FO: Kauni Damask Jacke

Schon seit ein paar Wochen ist die Jacke fertig, aber dann mussten noch die Nähte geschlossen und die Knöpfe angenäht werden. Und das zooog sich irgendwie. Nun habe ich sie aber schon ein paar mal angehabt, zum Glück ist es ja manchmal noch ziemlich kühl. Ich bin wirklich sehr zufrieden mit dem Werk. Der nächste Herbst kann also kommen! Nein, das mit dem Herbst nehme ich zurük: Wir wollen erst einmal Frühjahr und Sommer. Die Ärmel habe ich mit Steeks in einem Rutsch zusammen im Kreis gestrickt, damit der Farbverlauf bei beiden Ärmeln gleich ist. Das heißt dann natürlich, dass die Ärmel auch abgesteppt und aufgeschnitten werden müssen, aber eine Näherin mit entsprechender Nähmaschine bekommt das ja ruck-zuck hin.
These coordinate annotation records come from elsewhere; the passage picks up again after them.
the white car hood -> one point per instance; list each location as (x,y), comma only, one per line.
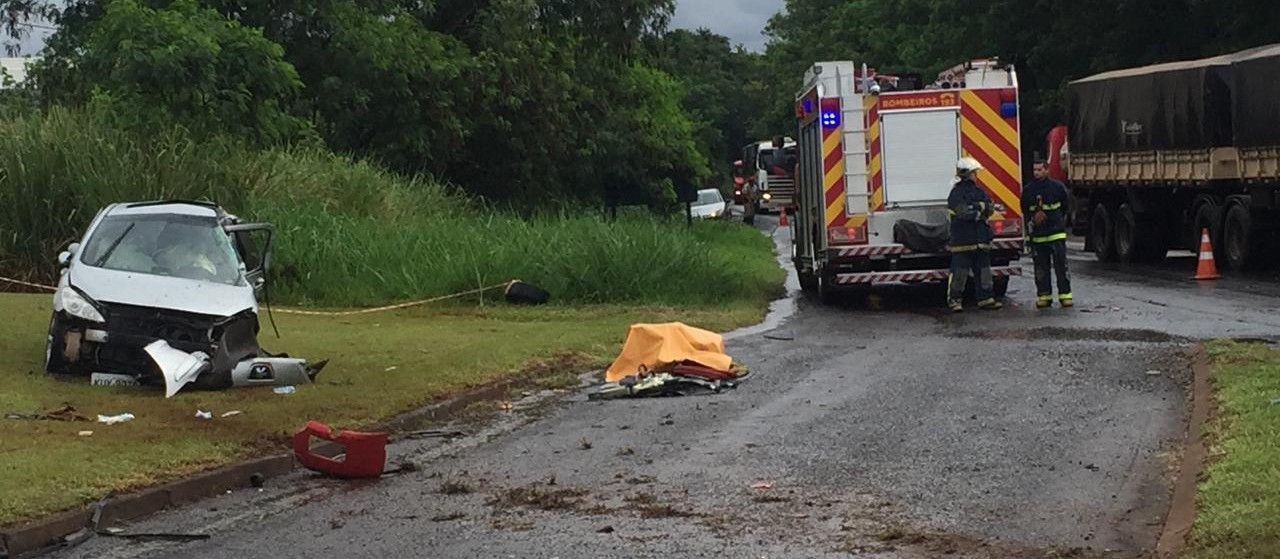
(707,209)
(161,292)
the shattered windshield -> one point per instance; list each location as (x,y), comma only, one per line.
(174,246)
(708,197)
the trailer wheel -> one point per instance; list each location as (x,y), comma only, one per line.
(1102,234)
(1239,238)
(1125,234)
(1207,218)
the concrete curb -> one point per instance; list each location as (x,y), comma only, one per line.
(53,531)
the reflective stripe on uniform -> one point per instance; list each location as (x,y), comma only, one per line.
(1050,238)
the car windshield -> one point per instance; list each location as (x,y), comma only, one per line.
(705,197)
(174,246)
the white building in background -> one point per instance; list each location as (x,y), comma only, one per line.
(14,68)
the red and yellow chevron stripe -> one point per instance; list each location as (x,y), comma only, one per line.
(993,141)
(833,169)
(874,178)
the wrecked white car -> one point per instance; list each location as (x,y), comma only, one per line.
(165,293)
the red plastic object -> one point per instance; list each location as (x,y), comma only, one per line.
(364,453)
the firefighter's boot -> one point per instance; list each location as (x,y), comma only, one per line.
(991,305)
(1043,301)
(1065,299)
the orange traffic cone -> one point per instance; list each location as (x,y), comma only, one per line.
(1206,269)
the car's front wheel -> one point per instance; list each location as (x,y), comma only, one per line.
(55,348)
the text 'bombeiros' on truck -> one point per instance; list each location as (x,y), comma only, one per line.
(877,160)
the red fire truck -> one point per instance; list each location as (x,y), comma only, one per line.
(877,163)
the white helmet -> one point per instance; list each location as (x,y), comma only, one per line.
(967,166)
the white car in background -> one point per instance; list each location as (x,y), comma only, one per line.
(709,205)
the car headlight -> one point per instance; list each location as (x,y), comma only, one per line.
(67,299)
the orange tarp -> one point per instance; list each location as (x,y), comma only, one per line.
(661,346)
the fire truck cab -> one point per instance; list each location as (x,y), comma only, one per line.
(877,161)
(771,166)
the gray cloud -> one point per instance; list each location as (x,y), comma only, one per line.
(741,21)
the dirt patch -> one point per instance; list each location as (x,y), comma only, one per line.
(456,488)
(540,498)
(649,507)
(1074,334)
(1182,509)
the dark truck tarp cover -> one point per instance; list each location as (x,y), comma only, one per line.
(1256,97)
(1184,105)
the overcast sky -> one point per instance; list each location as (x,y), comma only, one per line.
(741,21)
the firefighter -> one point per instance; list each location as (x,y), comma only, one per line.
(1045,206)
(969,207)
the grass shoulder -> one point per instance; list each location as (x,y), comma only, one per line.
(1238,505)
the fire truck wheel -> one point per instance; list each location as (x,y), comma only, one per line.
(827,288)
(808,282)
(1000,285)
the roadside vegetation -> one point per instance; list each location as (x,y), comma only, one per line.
(353,234)
(1239,496)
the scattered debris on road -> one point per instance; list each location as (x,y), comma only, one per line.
(67,412)
(448,517)
(113,420)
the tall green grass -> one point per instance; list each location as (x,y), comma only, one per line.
(353,234)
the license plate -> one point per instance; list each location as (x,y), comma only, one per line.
(105,379)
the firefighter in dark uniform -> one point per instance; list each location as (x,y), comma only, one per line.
(1045,202)
(970,207)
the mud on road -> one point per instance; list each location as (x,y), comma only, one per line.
(882,427)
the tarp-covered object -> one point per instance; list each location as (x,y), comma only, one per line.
(656,347)
(1255,108)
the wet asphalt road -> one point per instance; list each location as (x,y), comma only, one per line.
(882,427)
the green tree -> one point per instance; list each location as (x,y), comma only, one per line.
(179,64)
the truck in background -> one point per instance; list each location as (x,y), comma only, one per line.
(877,164)
(771,173)
(1156,155)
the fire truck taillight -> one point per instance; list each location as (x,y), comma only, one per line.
(1011,227)
(846,236)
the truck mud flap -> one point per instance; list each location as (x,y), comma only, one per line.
(914,275)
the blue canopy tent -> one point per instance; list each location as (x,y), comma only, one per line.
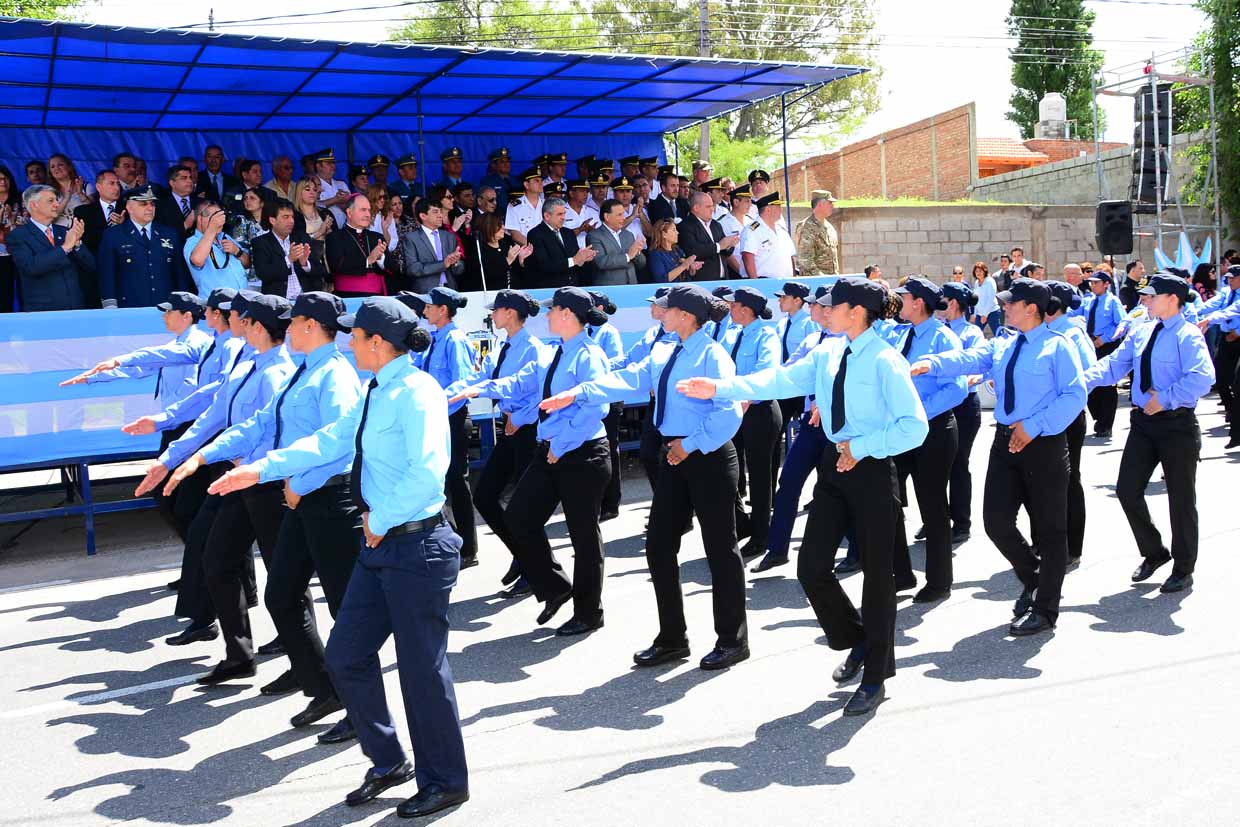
(91,91)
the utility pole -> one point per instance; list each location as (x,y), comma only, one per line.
(704,51)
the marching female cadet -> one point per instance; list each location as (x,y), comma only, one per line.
(1171,371)
(515,440)
(448,360)
(242,518)
(698,473)
(754,347)
(929,464)
(961,300)
(397,439)
(608,337)
(1063,299)
(1039,389)
(569,466)
(873,414)
(321,528)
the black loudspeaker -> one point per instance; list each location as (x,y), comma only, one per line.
(1112,227)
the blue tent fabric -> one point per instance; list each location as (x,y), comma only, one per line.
(57,76)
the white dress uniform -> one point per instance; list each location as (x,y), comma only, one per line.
(773,249)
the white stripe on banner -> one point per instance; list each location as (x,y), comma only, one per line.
(25,356)
(101,413)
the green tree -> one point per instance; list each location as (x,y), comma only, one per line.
(1053,53)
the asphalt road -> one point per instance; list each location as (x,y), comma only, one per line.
(1126,714)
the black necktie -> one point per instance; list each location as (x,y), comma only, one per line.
(661,397)
(499,362)
(355,475)
(1009,377)
(1147,361)
(837,394)
(279,403)
(231,402)
(551,372)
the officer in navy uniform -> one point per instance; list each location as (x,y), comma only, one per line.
(139,262)
(401,585)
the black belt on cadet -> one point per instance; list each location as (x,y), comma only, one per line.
(414,526)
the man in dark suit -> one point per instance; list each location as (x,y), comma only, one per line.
(282,258)
(213,182)
(175,207)
(556,260)
(140,262)
(48,258)
(668,203)
(432,254)
(703,237)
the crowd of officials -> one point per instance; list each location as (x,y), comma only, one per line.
(269,437)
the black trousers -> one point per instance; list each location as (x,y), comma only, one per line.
(864,497)
(243,517)
(323,535)
(930,468)
(1037,477)
(507,461)
(460,500)
(960,486)
(1173,440)
(704,484)
(1104,399)
(577,481)
(759,439)
(611,422)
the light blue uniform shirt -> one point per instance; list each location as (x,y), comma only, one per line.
(176,365)
(324,391)
(970,336)
(449,358)
(1049,380)
(523,349)
(759,347)
(792,330)
(1179,367)
(404,448)
(191,407)
(249,387)
(566,429)
(883,414)
(704,424)
(940,393)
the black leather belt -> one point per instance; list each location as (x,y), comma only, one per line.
(416,526)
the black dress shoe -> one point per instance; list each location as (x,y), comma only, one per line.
(340,733)
(318,709)
(575,626)
(847,566)
(430,799)
(1176,583)
(721,657)
(1032,623)
(518,589)
(864,701)
(227,671)
(656,655)
(848,670)
(1024,603)
(194,635)
(552,606)
(283,685)
(770,562)
(376,784)
(1147,568)
(929,594)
Als ich die Jacke dann zum Fotografieren aufgehängt habe,  ist mir aufgefallen, dass nun sogar der Farberverlauf von Körper und Ärmeln übereinstimmt. Das ist aber totaler Zufall oder Glück, weil ich die Knäuel gut erwischt habe. Und nach der Wäsche ist die Jacke noch viel schöner geworden, weil die Wolle ganz leicht anfilzt und die Maschen …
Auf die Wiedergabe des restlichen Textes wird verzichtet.